Boy – Part One
Hell fire, I could’ve been a boy!
If times were then, what they are now.
I would be proud and whiskered
and wearing a fancy waistcoat.
Good and firm and smooth
against my ribs.
But I was content to be the butch dyke.
The one with the muscles
and the hammer and the saw.
The go to, to fix your car.
But hell fire,
if only times were then what they are now,
I could’ve been a boy.
Boy – Part Two
When my dad was a little girl
My Father, having three daughters at the time and no sons, used to start all the stories relating to his childhood with the words, ‘When I was a little girl’. This was met by giggles and denial that such a thing could be true but in my heart of hearts I believed him. After all, I knew deep down that I wasn’t really a little girl either and if my Dad could grow up to be a man, then so could I.
I have a vivid memory of walking to Sunday school, aged about six or seven, in the most awful, lacy and itchiest dress ever to be created in hell and thinking, ‘When I’m a boy I’ll never have to wear a dress like this’.
You may think my Father was thoughtless but the truth is, in retrospect, I can see that his words gave me a reason for why I wasn’t like the other little girls. Being mostly a happy little soul I got on with my life without too much angst and my family just let me be who I was. I pretended I was William Tell and made myself a bow while my sisters clomped around in my Mother’s old shoes.
As I got older still, I forgot about growing up to be a boy. I was still doing ‘boy’ stuff, helping my Dad to build his house, bricklaying, carpentry, electrics and I was content.

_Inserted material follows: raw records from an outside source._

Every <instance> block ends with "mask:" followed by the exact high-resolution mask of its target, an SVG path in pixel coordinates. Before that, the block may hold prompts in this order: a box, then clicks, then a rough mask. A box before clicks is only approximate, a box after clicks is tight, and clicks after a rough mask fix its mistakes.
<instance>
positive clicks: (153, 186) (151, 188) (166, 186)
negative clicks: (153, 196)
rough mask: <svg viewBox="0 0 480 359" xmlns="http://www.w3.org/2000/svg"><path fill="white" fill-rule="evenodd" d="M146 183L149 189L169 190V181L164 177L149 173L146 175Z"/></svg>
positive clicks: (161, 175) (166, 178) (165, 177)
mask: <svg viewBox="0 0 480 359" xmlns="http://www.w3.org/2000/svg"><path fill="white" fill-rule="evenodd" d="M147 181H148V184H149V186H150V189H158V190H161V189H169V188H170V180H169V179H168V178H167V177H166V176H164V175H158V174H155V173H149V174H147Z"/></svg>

Then came the horrendous years, the teenage years when the whole world suddenly remembered I was a girl. Now I was odd, weird, bad, wrong and unnatural; all I had been spared so far suddenly rained down and I learned shame. I learned to pretend, wear make-up and by far the worst thing, have boyfriends.
At seventeen, I kissed a girl and learned the words ‘Lesbian’ and ‘Butch’. It proved to be the next best thing to being a boy but I still ask myself the question: ‘If I’d had the chance would I have preferred to grow up to be a man’?